Human Small Intestinal Smooth Muscle Cells

Rapid Automated Production of Tubular 3D Intestine-On-A-Chip with Diverse Cell Types using Coaxial Bioprinting

This study aimed to develop a novel coaxial bioprinting method to construct 3D tubular structures emulating small intestine organization and functionality. By analyzing bioink rheological properties and conducting biological validations, researchers sought to create a physiologically relevant model superior to conventional 2D systems for drug development applications.

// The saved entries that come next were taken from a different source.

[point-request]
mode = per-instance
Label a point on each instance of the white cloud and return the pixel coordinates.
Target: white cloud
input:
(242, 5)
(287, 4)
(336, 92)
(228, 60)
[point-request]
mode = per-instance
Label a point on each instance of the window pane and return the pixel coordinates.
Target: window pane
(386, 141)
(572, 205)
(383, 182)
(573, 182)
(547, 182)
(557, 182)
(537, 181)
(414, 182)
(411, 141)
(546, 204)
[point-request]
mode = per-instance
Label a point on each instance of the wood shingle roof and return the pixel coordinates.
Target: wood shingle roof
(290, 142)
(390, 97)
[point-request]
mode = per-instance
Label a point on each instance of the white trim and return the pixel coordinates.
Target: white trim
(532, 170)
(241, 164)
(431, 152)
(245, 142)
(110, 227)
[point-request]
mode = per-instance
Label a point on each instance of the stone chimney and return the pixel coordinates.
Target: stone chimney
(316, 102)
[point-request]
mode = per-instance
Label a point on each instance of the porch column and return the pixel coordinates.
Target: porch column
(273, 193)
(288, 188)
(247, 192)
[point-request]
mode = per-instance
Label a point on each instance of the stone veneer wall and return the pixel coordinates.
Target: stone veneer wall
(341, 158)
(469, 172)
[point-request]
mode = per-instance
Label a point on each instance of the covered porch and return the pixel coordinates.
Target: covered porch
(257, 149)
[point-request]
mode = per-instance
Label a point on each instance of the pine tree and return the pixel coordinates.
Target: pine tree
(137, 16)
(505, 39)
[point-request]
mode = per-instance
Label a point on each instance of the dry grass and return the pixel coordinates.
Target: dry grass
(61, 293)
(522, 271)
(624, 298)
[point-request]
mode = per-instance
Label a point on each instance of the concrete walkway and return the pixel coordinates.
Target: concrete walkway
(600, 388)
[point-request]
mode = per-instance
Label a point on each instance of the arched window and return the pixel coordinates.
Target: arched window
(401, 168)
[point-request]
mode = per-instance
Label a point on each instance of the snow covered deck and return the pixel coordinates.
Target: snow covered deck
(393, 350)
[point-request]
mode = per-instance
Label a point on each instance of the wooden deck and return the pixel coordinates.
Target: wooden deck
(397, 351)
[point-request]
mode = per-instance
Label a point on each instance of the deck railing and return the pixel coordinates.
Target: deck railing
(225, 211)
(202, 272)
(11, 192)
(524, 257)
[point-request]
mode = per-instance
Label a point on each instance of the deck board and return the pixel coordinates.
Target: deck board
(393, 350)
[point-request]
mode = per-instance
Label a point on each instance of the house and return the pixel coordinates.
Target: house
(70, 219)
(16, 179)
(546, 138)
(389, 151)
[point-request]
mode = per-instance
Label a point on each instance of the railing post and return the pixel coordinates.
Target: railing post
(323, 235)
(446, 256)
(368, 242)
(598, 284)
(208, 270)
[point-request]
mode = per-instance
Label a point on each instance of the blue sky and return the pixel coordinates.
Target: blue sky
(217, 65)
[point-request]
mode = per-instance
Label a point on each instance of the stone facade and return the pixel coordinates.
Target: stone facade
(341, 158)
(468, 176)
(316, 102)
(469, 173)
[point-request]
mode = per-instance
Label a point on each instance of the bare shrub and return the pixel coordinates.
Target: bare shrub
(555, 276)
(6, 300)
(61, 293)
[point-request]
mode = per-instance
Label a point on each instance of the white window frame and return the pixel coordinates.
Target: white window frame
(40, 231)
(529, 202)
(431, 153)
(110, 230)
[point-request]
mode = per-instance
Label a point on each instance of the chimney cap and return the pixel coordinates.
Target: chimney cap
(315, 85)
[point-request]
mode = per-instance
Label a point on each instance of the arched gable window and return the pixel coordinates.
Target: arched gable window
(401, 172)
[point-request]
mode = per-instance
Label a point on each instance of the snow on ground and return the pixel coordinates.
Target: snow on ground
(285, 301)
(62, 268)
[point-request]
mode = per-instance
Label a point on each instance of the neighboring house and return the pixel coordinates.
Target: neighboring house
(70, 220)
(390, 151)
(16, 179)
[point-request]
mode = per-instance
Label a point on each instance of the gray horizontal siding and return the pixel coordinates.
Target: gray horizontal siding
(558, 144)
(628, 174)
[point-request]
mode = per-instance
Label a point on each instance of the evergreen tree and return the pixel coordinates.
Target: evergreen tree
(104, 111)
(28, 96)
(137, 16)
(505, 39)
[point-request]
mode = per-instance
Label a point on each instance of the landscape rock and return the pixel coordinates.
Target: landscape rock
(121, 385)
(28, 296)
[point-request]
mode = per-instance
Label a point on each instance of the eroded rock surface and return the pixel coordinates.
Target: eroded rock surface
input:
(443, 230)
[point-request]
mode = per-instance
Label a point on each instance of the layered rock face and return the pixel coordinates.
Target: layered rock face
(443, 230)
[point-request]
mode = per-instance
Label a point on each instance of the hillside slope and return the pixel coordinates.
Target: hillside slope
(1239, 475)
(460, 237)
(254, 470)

The intestine-on-a-chip (IOC) fabrication process is illustrated in Fig. 1, detailing the 3D extrusion-based coaxial bioprinting technique used to create tubular structures mimicking small intestine morphology. The exterior (purple) contains alginate-collagen bioink with human small intestine smooth muscle cells (HSISMC), the interior (pink) contains collagen bioink with EA.hy926, and the yellow portion represents gelatin bioink with Caco-2.

Post-printing, the gelatin inner layer liquefied, enabling cell mobility and adhesion to collagen-based walls via cell-binding functional groups. Fig. 2A shows the intended intestinal tubular structure. Microscopic imaging after 7-day co-culture confirmed successful adhesion of all three cell types (Fig. 2B). 3D confocal imaging immediately post-printing verified distinct epithelial, vascular, and muscle cell layering, establishing a perfusable 3D structure.

Fig. 2C illustrates the bioprinted tubular small intestine integrated onto the chip platform, forming the final IOC model. Calcein AM/ethidium homodimer staining of Caco-2 cells (Fig. 2D) demonstrated active epithelial proliferation with minimal cell death by day 7, indicating effective hollow channel formation without cytotoxicity. Endothelial and smooth muscle cells similarly showed robust growth in their designated layers (Fig. 2D). These results confirm successful co-culture replicating the physiological small intestine environment.